Ульрих кивнул, затем бойко вскинул глаза и воскликнул:
– Вот было бы хорошо, если бы он нашел его и сообщил его тебе, а ты бы передала его мне! Я уже знаю, чего я пожелал бы тогда!
Руфь вопросительно взглянула на мальчика, но он, смеясь, воскликнул:
– Нет, этого я тебе не скажу! А чего бы ты пожелала?
– Я? Я пожелала бы, чтобы моя мать снова могла говорить, как другие люди. А ты, ты желаешь себе…
– Ты не можешь знать, что я желаю.
– Нет, знаю. Ты пожелала бы, чтобы твоя матушка снова оказалась в вашем доме…
– Неправда, я об этом и не думал, – возразил Ульрих и, покраснев, уставился в землю.
– Ну так чего же? Скажи. Я не разболтаю!
– Я желал бы быть охотником у графа и выезжать с ним верхом каждый раз, когда он отправляется на охоту.
– Вот тебе раз! Да если бы я была мальчиком, как ты, это и в голову бы мне не пришло. Охотником! Да если найти такое словечко, то ты можешь сделаться всем, чем пожелаешь, – и господином, и знатным графом, и у тебя будут камзолы из разноцветного бархата, и шелковая постель, и…
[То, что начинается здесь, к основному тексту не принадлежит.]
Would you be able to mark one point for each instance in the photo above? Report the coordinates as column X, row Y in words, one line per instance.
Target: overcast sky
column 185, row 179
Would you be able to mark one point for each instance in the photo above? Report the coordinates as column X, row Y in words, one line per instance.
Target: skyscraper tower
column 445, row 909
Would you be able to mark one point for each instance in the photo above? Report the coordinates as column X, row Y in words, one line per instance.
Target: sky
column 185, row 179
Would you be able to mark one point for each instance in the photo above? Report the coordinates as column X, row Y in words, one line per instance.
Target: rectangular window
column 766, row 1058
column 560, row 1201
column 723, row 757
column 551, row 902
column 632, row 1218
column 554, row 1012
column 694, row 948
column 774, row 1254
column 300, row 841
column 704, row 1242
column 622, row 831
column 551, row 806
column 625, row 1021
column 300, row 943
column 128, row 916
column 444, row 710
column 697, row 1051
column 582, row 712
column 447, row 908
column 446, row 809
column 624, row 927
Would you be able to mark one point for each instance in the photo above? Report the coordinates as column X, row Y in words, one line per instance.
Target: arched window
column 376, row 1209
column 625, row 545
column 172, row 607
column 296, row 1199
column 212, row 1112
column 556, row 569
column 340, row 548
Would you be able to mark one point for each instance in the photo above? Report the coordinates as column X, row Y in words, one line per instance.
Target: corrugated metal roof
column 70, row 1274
– И стал бы я тогда ездить верхом на вороном жеребце, и мне принадлежал бы весь этот лес, с оленями и ланями, и показал бы тогда вон тем мещанишкам…
При этих словах мальчик с угрожающим видом вскинул глаза и поднял руку, и только тут заметил, что пошел крупный дождь и гроза разразилась над их головами. Он живо взвалил себе на плечи несколько вязанок хвороста, один из них положил на плечи девочке и быстро стал спускаться с ней в долину. Он не обращал ни малейшего внимания на проливной дождь, на молнию и гром; но она дрожала всем телом. Когда они наконец вошли на ведущую дорогу, она остановилась.
– Да иди же! – крикнул Ульрих и стал взбираться вверх по узкой размытой дорожке, причем из-под ног его посыпались мелкие камни и песок.
– Я боюсь! – испуганно воскликнула Руфь. – Вот опять молния! Боже! Боже! Ай, какой удар!
И она согнулась, как бы пораженная молнией, закрыла лицо руками и опустилась на колени; при этом вязанка хвороста соскользнула с ее плеч на землю. В испуге она прошептала, как будто в состоянии была располагать могучим словом: «Ах слово, слово, доставь меня домой!»
Мальчик нетерпеливо топнул ногой, кинул на девочку взгляд, полный досады и презрения, и вполголоса стал бранить ее. Затем он бросил вниз сначала ее связку, а потом и свои, схватил Руфь за руку и потащил за собой. С великим трудом, не забывая поддерживать свою спутницу, он спустился с крутизны, поднял брошенные вперед связки хвороста, свои и ее, и молча пошел дальше. Наконец, он увидел сквозь дождевую пелену первые городские дома. Девочка вздохнула свободнее, потому что в числе ближайших домов были и дом ее отца, и кузница, принадлежавшая отцу ее спутника.
Дождь еще не переставал лить, но гроза уже миновала. До них явственно доносились звуки колокола, которыми церковный сторож тщился разогнать грозу. Вокруг городка тянулись стена и ров, и только несколько отдельных домов стояли вне черты укреплений. Этот пригород назывался «лобным местом». В нем жили самые бедные люди, палач и всякая голытьба, которые не пользовались правами гражданства. Кузнец Адам тоже принадлежал к числу последних, а отец Руфи, доктор Коста, еврей, должен был довольствоваться и тем, что ему позволяли жить вне городской черты.
На улицах царила тишина. Только дети прыгали по лужам, да старая прачка ставила кадку под водосточную трубу, чтобы собрать водицы. Среди жилья и людей Руфь вздохнула свободнее. Отец ее вскоре вышел к ней навстречу, взял ее за руку, и они вместе с Ульрихом вошли в дом доктора Косты.